Implicit broadcasting of `logpdf` is confusing
Today I tripped over this:
julia> logpdf(Normal(), [0.0, 1.0, 2.0])
3-element Vector{Float64}:
-0.9189385332046728
-1.4189385332046727
-2.9189385332046727
I expected this to error based on mismatch of dimensions, but rather it does implicit broadcasting. I find this very confusing from a semantic point of view: I'm asking to evaluate the logpdf of a univariate distribution on a multidimensional value, that should be an error. If I want to broadcast, I can do so trivially easily:
julia> logpdf.(Normal(), [0.0, 1.0, 2.0])
3-element Vector{Float64}:
-0.9189385332046728
-1.4189385332046727
-2.9189385332046727
The same confusion of course applies to multidimensional cases like
julia> dist = MvNormal(fill(1.0, 3));
julia> data = randn(3,2)
3×2 Matrix{Float64}:
1.12869 0.610905
-1.85984 0.782174
-0.289514 0.854857
julia> logpdf(dist, data)
2-element Vector{Float64}:
-5.165200520671484
-3.6147061729216485
The way to do this with explicit broadcasting is a tiny bit more verbose, but in its explicitness far less ambiguous:
julia> logpdf.((dist,), eachcol(data))
2-element Vector{Float64}:
-5.165200520671484
-3.6147061729216485
I have a related confusion regarding
julia> loglikelihood(dist, data)
-8.779906693593134
but happy to consider that a distinct question.
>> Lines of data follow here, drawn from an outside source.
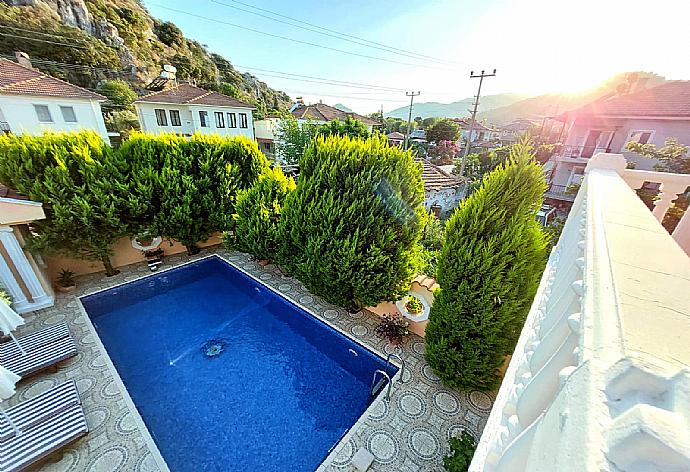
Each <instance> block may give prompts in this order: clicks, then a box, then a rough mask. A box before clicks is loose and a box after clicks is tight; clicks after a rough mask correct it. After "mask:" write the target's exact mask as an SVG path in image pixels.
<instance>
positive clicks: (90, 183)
mask: <svg viewBox="0 0 690 472" xmlns="http://www.w3.org/2000/svg"><path fill="white" fill-rule="evenodd" d="M267 168H268V163H267V161H266V159H265V157H264V156H263V154H262V153H261V152H260V151H259V149H258V147H257V145H256V143H255V142H253V141H251V140H249V139H247V138H222V137H220V136H217V135H210V136H209V135H194V136H192V137H191V138H183V137H179V136H176V135H174V134H163V135H157V136H154V135H149V134H142V133H134V134H133V135H132V137H131V139H130V140H128V141H126V142H125V143H123V145H122V146H121V147H120V148H119V149H117V150H113V149H112V148H110V146H108V145H107V144H105V143H104V142H103V140H102V138H101V137H100V136H99V135H98V134H96V133H94V132H92V131H81V132H77V133H47V134H44V135H42V136H30V135H22V136H16V135H2V136H0V182H2V183H3V184H5V185H8V186H9V187H12V188H14V189H16V190H17V191H19V192H20V193H23V194H25V195H27V196H28V197H29V198H31V199H32V200H36V201H40V202H43V204H44V209H45V212H46V218H45V219H44V220H38V221H36V222H35V223H34V224H35V227H36V229H37V234H38V235H37V236H36V237H34V238H32V239H31V245H32V247H33V248H34V249H38V250H42V251H48V252H61V253H65V254H67V255H70V256H76V257H82V258H86V259H93V260H100V261H102V262H103V264H104V266H105V268H106V272H107V273H108V274H109V275H112V274H114V273H115V272H116V271H114V269H113V268H112V266H111V264H110V260H109V255H110V254H111V252H112V246H113V244H114V243H115V242H116V241H117V240H118V239H120V238H121V237H123V236H132V235H135V234H137V233H138V232H140V231H143V230H145V229H147V230H149V231H151V232H154V233H157V234H159V235H161V236H165V237H168V238H171V239H175V240H178V241H180V242H182V243H184V244H185V245H186V246H187V248H188V250H189V251H190V252H194V250H195V248H196V246H195V244H196V242H197V241H202V240H204V239H206V238H208V236H209V235H210V234H212V233H213V232H216V231H221V230H223V229H225V228H226V227H227V225H228V223H229V222H230V218H231V215H232V214H233V213H234V211H235V207H234V205H235V199H236V196H237V193H238V192H239V191H240V190H244V189H246V188H249V187H250V186H251V185H253V184H254V182H255V181H256V180H257V179H258V176H259V175H260V174H261V173H262V172H263V171H264V170H265V169H267Z"/></svg>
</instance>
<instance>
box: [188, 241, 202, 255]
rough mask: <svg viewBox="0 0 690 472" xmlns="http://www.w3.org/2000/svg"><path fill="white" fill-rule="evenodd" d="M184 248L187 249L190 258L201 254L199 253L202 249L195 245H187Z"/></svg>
mask: <svg viewBox="0 0 690 472" xmlns="http://www.w3.org/2000/svg"><path fill="white" fill-rule="evenodd" d="M184 247H186V248H187V255H189V256H193V255H194V254H199V251H201V249H199V247H198V246H197V245H196V244H194V243H191V244H185V245H184Z"/></svg>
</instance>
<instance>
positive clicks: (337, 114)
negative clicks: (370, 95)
mask: <svg viewBox="0 0 690 472" xmlns="http://www.w3.org/2000/svg"><path fill="white" fill-rule="evenodd" d="M292 116H294V117H295V118H297V119H312V120H317V121H333V120H338V121H345V120H346V119H347V118H353V119H355V120H357V121H361V122H362V123H364V124H365V125H378V124H379V122H378V121H376V120H372V119H371V118H367V117H366V116H362V115H359V114H357V113H354V112H351V111H342V110H338V109H337V108H335V107H332V106H329V105H324V104H323V103H316V104H314V105H300V106H298V107H297V108H295V109H294V110H293V111H292Z"/></svg>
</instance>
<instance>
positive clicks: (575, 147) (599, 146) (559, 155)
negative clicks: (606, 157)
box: [553, 144, 610, 163]
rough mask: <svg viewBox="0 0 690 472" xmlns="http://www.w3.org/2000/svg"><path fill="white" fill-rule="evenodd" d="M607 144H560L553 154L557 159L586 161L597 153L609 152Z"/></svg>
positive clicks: (560, 159)
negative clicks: (559, 145)
mask: <svg viewBox="0 0 690 472" xmlns="http://www.w3.org/2000/svg"><path fill="white" fill-rule="evenodd" d="M609 151H610V150H609V149H608V147H607V146H606V145H598V144H595V145H583V146H560V147H559V148H558V149H557V150H556V152H555V153H554V155H553V159H555V160H563V161H567V162H576V163H586V162H587V161H588V160H589V158H590V157H592V156H594V155H595V154H599V153H605V152H609Z"/></svg>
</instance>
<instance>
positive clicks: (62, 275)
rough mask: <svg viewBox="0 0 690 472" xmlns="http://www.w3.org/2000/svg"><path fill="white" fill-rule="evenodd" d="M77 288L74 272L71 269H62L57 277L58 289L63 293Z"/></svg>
mask: <svg viewBox="0 0 690 472" xmlns="http://www.w3.org/2000/svg"><path fill="white" fill-rule="evenodd" d="M76 288H77V283H76V282H75V280H74V272H72V271H71V270H69V269H62V270H61V271H60V276H59V277H58V279H57V289H58V291H59V292H62V293H70V292H73V291H74V289H76Z"/></svg>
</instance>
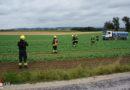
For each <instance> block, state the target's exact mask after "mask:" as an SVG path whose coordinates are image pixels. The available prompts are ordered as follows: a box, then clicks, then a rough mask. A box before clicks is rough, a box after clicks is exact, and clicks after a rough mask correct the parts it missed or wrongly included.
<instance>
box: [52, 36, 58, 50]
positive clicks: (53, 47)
mask: <svg viewBox="0 0 130 90" xmlns="http://www.w3.org/2000/svg"><path fill="white" fill-rule="evenodd" d="M57 45H58V40H57V39H56V36H54V37H53V41H52V46H53V53H57Z"/></svg>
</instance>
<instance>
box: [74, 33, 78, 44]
mask: <svg viewBox="0 0 130 90" xmlns="http://www.w3.org/2000/svg"><path fill="white" fill-rule="evenodd" d="M75 38H76V40H75V43H76V45H77V44H78V35H75Z"/></svg>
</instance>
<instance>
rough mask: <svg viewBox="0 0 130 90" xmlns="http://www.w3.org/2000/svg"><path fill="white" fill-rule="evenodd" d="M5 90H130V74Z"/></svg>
mask: <svg viewBox="0 0 130 90" xmlns="http://www.w3.org/2000/svg"><path fill="white" fill-rule="evenodd" d="M3 90H130V72H127V73H118V74H111V75H104V76H95V77H89V78H82V79H75V80H69V81H54V82H45V83H37V84H23V85H11V86H6V87H4V89H3Z"/></svg>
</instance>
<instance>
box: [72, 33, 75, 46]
mask: <svg viewBox="0 0 130 90" xmlns="http://www.w3.org/2000/svg"><path fill="white" fill-rule="evenodd" d="M75 40H76V38H75V36H74V35H72V45H73V46H74V47H75Z"/></svg>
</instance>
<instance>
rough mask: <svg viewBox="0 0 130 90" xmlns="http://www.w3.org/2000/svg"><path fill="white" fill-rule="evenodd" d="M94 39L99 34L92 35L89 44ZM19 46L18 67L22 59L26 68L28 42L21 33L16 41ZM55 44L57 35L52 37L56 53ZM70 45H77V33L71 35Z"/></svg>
mask: <svg viewBox="0 0 130 90" xmlns="http://www.w3.org/2000/svg"><path fill="white" fill-rule="evenodd" d="M95 41H99V36H98V35H97V36H96V38H95V37H94V36H92V37H91V45H93V44H94V43H95ZM17 45H18V47H19V63H18V66H19V69H21V68H22V66H23V65H22V61H24V67H25V68H28V63H27V53H26V47H27V46H28V43H27V42H26V41H25V36H24V35H21V36H20V41H19V42H18V43H17ZM57 45H58V40H57V37H56V36H54V37H53V41H52V46H53V53H57ZM72 45H73V47H76V46H77V45H78V35H72Z"/></svg>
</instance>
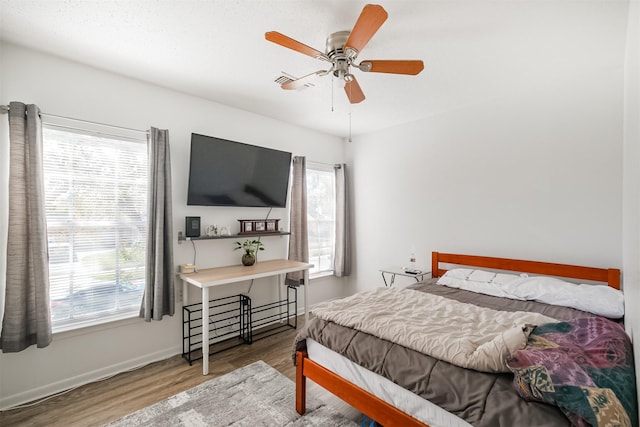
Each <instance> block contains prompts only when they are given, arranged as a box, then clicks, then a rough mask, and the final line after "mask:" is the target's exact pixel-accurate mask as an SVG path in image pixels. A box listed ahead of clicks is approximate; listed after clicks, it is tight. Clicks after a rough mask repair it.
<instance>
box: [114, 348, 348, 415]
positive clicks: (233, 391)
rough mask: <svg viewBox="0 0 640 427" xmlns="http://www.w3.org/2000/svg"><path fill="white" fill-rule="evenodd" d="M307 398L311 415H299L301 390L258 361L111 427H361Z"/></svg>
mask: <svg viewBox="0 0 640 427" xmlns="http://www.w3.org/2000/svg"><path fill="white" fill-rule="evenodd" d="M357 425H358V424H356V423H355V422H353V421H351V420H349V419H347V418H345V417H344V416H343V415H342V414H340V413H338V412H336V411H335V410H334V409H333V408H330V407H329V406H327V405H326V404H325V403H324V402H322V401H320V400H319V399H316V398H313V397H311V396H309V394H308V393H307V412H306V413H305V414H304V415H299V414H298V413H297V412H296V410H295V384H294V383H293V381H291V380H290V379H289V378H287V377H285V376H283V375H282V374H280V372H278V371H276V370H275V369H273V368H272V367H271V366H269V365H267V364H266V363H264V362H263V361H258V362H255V363H252V364H251V365H247V366H245V367H243V368H240V369H236V370H235V371H233V372H230V373H228V374H226V375H223V376H221V377H218V378H214V379H212V380H209V381H207V382H205V383H202V384H200V385H198V386H196V387H193V388H191V389H189V390H186V391H184V392H182V393H178V394H176V395H175V396H172V397H170V398H168V399H165V400H163V401H161V402H158V403H156V404H154V405H151V406H148V407H146V408H143V409H141V410H139V411H136V412H134V413H132V414H130V415H127V416H125V417H123V418H120V419H119V420H116V421H114V422H112V423H110V424H107V426H109V427H125V426H126V427H132V426H153V427H163V426H166V427H169V426H171V427H174V426H188V427H200V426H268V427H278V426H344V427H347V426H348V427H353V426H357Z"/></svg>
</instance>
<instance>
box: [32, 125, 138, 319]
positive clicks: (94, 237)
mask: <svg viewBox="0 0 640 427" xmlns="http://www.w3.org/2000/svg"><path fill="white" fill-rule="evenodd" d="M43 140H44V152H43V158H44V176H45V199H46V200H45V205H46V215H47V232H48V236H47V237H48V242H49V278H50V283H51V292H50V295H51V316H52V322H53V328H54V331H61V330H68V329H74V328H77V327H80V326H85V325H89V324H95V323H102V322H105V321H109V320H115V319H119V318H124V317H132V316H133V315H137V314H138V312H139V310H140V303H141V301H142V294H143V290H144V277H145V274H144V264H145V251H146V228H147V212H146V211H147V146H146V144H145V143H144V142H141V141H139V140H136V141H133V140H131V139H128V138H119V137H112V136H109V137H105V136H101V135H100V134H91V133H88V132H83V131H75V130H74V131H70V130H68V129H65V128H60V127H56V126H50V125H45V126H44V128H43Z"/></svg>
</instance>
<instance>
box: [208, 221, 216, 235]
mask: <svg viewBox="0 0 640 427" xmlns="http://www.w3.org/2000/svg"><path fill="white" fill-rule="evenodd" d="M217 235H218V226H217V225H216V224H211V225H209V226H207V236H209V237H214V236H217Z"/></svg>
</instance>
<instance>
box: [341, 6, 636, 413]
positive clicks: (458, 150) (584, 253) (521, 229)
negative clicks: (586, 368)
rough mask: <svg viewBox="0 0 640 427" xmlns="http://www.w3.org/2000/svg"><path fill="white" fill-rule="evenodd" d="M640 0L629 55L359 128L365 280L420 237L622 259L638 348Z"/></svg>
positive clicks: (354, 225) (634, 23)
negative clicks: (470, 99)
mask: <svg viewBox="0 0 640 427" xmlns="http://www.w3.org/2000/svg"><path fill="white" fill-rule="evenodd" d="M639 9H640V7H639V4H638V2H633V1H632V2H630V12H629V29H628V33H627V40H624V41H623V40H621V43H623V44H627V54H626V55H627V57H626V60H625V58H620V63H611V64H610V66H609V67H608V68H606V69H597V68H592V69H589V68H587V69H584V68H580V69H576V70H574V72H572V73H557V74H554V73H553V72H550V73H548V74H544V75H540V76H538V77H537V79H536V80H535V81H530V82H529V85H528V86H527V87H522V88H521V89H520V91H518V92H515V93H512V94H511V96H505V97H502V98H495V99H485V100H479V102H478V103H477V104H476V105H470V106H467V107H465V108H460V109H458V110H455V111H447V112H443V113H441V114H439V115H435V116H432V117H430V118H428V119H425V120H421V121H417V122H414V123H409V124H407V125H403V126H399V127H397V128H394V129H387V130H384V131H381V132H377V133H375V134H371V135H366V136H359V137H356V138H353V141H354V142H353V143H351V144H348V148H347V151H348V163H349V164H351V165H352V169H351V170H352V172H353V181H354V183H353V186H354V188H356V189H357V192H356V193H355V202H354V205H355V209H354V218H353V226H354V230H355V235H356V245H355V247H356V252H355V254H354V256H355V266H356V267H355V272H354V276H353V278H352V286H353V288H354V290H363V289H367V288H372V287H375V286H379V285H380V283H381V278H380V274H379V273H378V269H379V268H381V267H384V266H387V265H394V264H395V265H407V263H408V258H409V254H410V252H411V251H412V248H415V251H416V253H417V257H418V264H422V265H424V266H425V267H430V253H431V252H432V251H441V252H454V253H468V254H477V255H486V256H497V257H511V258H520V259H531V260H540V261H550V262H560V263H567V264H578V265H587V266H597V267H614V268H622V269H623V287H624V292H625V305H626V313H627V315H626V322H625V324H626V327H627V331H628V332H629V334H630V335H631V336H632V339H633V341H634V342H635V348H634V353H635V354H634V355H635V360H636V361H638V360H640V345H639V344H638V343H639V342H640V310H639V306H638V301H640V184H639V182H640V107H639V105H640V69H639V61H640V60H639V58H638V55H639V52H640V46H639V43H640V37H639V36H638V33H639V31H640V30H639V28H640V10H639ZM625 77H626V78H625ZM623 166H624V177H623V173H622V169H623ZM623 188H624V196H623ZM623 206H624V208H623ZM623 219H624V221H623ZM623 224H624V227H623ZM405 282H407V283H410V282H411V279H405ZM636 376H637V381H638V383H639V384H640V370H638V369H637V370H636ZM639 397H640V396H639ZM639 402H640V400H639ZM639 405H640V403H639Z"/></svg>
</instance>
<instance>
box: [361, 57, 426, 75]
mask: <svg viewBox="0 0 640 427" xmlns="http://www.w3.org/2000/svg"><path fill="white" fill-rule="evenodd" d="M358 68H360V70H362V71H365V72H371V73H391V74H409V75H412V76H415V75H416V74H420V72H421V71H422V70H424V63H423V62H422V61H421V60H380V61H369V60H366V61H362V62H361V63H360V65H358Z"/></svg>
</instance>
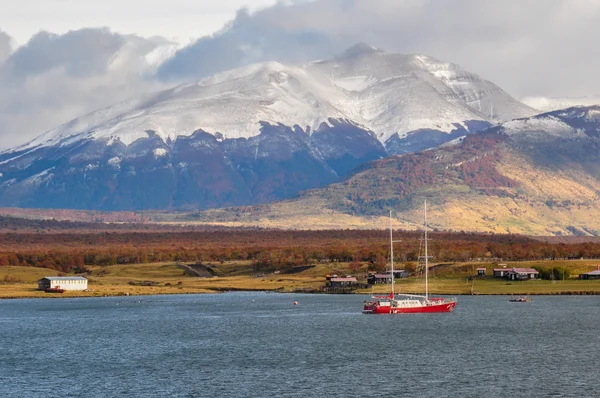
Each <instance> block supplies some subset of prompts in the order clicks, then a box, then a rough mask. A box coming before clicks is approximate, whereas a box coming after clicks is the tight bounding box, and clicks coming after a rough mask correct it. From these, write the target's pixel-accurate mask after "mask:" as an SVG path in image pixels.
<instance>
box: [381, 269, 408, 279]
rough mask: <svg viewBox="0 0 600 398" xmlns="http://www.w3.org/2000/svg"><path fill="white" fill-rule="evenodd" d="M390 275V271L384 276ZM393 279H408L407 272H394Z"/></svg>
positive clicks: (386, 273)
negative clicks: (405, 278)
mask: <svg viewBox="0 0 600 398" xmlns="http://www.w3.org/2000/svg"><path fill="white" fill-rule="evenodd" d="M391 273H392V271H388V272H386V274H391ZM394 278H396V279H399V278H408V271H405V270H403V269H397V270H394Z"/></svg>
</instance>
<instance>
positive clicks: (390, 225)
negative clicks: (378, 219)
mask: <svg viewBox="0 0 600 398" xmlns="http://www.w3.org/2000/svg"><path fill="white" fill-rule="evenodd" d="M390 265H391V268H392V296H393V295H394V279H395V278H394V240H393V238H392V211H391V210H390Z"/></svg>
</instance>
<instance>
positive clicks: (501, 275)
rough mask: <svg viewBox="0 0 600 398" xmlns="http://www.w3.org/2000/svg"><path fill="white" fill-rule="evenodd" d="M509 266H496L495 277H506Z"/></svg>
mask: <svg viewBox="0 0 600 398" xmlns="http://www.w3.org/2000/svg"><path fill="white" fill-rule="evenodd" d="M508 271H510V269H508V268H494V277H495V278H505V277H506V275H508Z"/></svg>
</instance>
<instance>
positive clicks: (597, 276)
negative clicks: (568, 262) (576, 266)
mask: <svg viewBox="0 0 600 398" xmlns="http://www.w3.org/2000/svg"><path fill="white" fill-rule="evenodd" d="M579 279H600V270H596V271H592V272H586V273H585V274H579Z"/></svg>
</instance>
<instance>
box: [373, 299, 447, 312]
mask: <svg viewBox="0 0 600 398" xmlns="http://www.w3.org/2000/svg"><path fill="white" fill-rule="evenodd" d="M454 307H456V301H449V302H442V303H435V304H429V305H421V306H415V307H393V306H379V305H373V306H365V307H364V308H363V313H364V314H422V313H432V312H452V311H453V310H454Z"/></svg>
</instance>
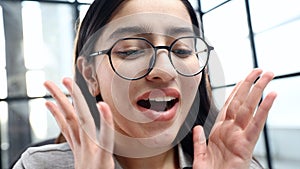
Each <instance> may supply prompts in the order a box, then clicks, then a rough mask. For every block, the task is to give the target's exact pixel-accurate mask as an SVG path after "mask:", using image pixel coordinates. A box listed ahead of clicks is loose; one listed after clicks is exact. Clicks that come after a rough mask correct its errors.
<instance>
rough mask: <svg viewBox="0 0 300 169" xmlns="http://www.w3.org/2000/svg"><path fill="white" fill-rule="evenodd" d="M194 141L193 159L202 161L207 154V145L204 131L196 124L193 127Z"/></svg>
mask: <svg viewBox="0 0 300 169" xmlns="http://www.w3.org/2000/svg"><path fill="white" fill-rule="evenodd" d="M193 141H194V159H195V161H203V160H204V159H205V157H206V155H207V145H206V138H205V133H204V130H203V127H202V126H196V127H194V129H193Z"/></svg>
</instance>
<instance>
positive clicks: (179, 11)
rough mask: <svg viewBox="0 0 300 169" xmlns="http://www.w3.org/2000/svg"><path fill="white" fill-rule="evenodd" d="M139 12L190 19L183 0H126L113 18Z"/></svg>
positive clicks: (118, 9)
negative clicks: (157, 14)
mask: <svg viewBox="0 0 300 169" xmlns="http://www.w3.org/2000/svg"><path fill="white" fill-rule="evenodd" d="M137 13H159V14H166V15H172V16H174V17H176V18H180V19H182V20H190V17H189V13H188V11H187V9H186V8H185V6H184V4H183V2H181V0H126V1H124V2H123V3H122V4H121V5H120V6H119V7H118V8H117V10H116V11H115V12H114V13H113V15H112V17H111V20H114V19H118V18H119V17H124V16H128V15H134V14H137Z"/></svg>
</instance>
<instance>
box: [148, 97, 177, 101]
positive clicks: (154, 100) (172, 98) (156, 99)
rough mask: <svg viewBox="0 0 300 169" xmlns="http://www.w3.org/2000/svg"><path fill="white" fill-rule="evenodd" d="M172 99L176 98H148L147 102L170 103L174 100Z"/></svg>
mask: <svg viewBox="0 0 300 169" xmlns="http://www.w3.org/2000/svg"><path fill="white" fill-rule="evenodd" d="M174 99H176V98H175V97H172V96H164V97H155V98H149V101H157V102H162V101H165V102H168V101H171V100H174Z"/></svg>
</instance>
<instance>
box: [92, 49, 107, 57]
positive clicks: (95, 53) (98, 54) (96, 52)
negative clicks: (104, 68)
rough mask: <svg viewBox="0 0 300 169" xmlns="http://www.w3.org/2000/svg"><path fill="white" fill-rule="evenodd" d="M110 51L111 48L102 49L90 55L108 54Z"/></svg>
mask: <svg viewBox="0 0 300 169" xmlns="http://www.w3.org/2000/svg"><path fill="white" fill-rule="evenodd" d="M108 51H109V50H101V51H98V52H94V53H91V54H90V55H89V56H90V57H95V56H98V55H102V54H107V52H108Z"/></svg>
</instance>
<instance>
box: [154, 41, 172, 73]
mask: <svg viewBox="0 0 300 169" xmlns="http://www.w3.org/2000/svg"><path fill="white" fill-rule="evenodd" d="M153 48H154V52H155V53H154V56H153V57H152V58H151V61H150V64H149V71H152V69H153V68H154V66H155V63H156V59H157V52H158V50H159V49H166V50H167V51H168V58H169V61H170V62H171V64H172V66H173V68H174V69H175V67H174V65H173V63H172V59H171V54H170V53H171V47H170V46H153ZM175 70H176V69H175Z"/></svg>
Today I tripped over this:
This use of logpdf is deprecated: https://github.com/JuliaStats/Distributions.jl/blob/efff906e2e6aad180d0be6dcaa9c98d3c398510d/src/deprecates.jl#L39
The same confusion of course applies to multidimensional cases like
This is not deprecated (yet). The main difference to the univariate case is that typically efficiency gains by vectorization are larger.
I have a related confusion regarding
This is intended. loglikelihood returns the log-likelihood of the samples, which is always a single scalar value. logpdf returns the log-density of each sample.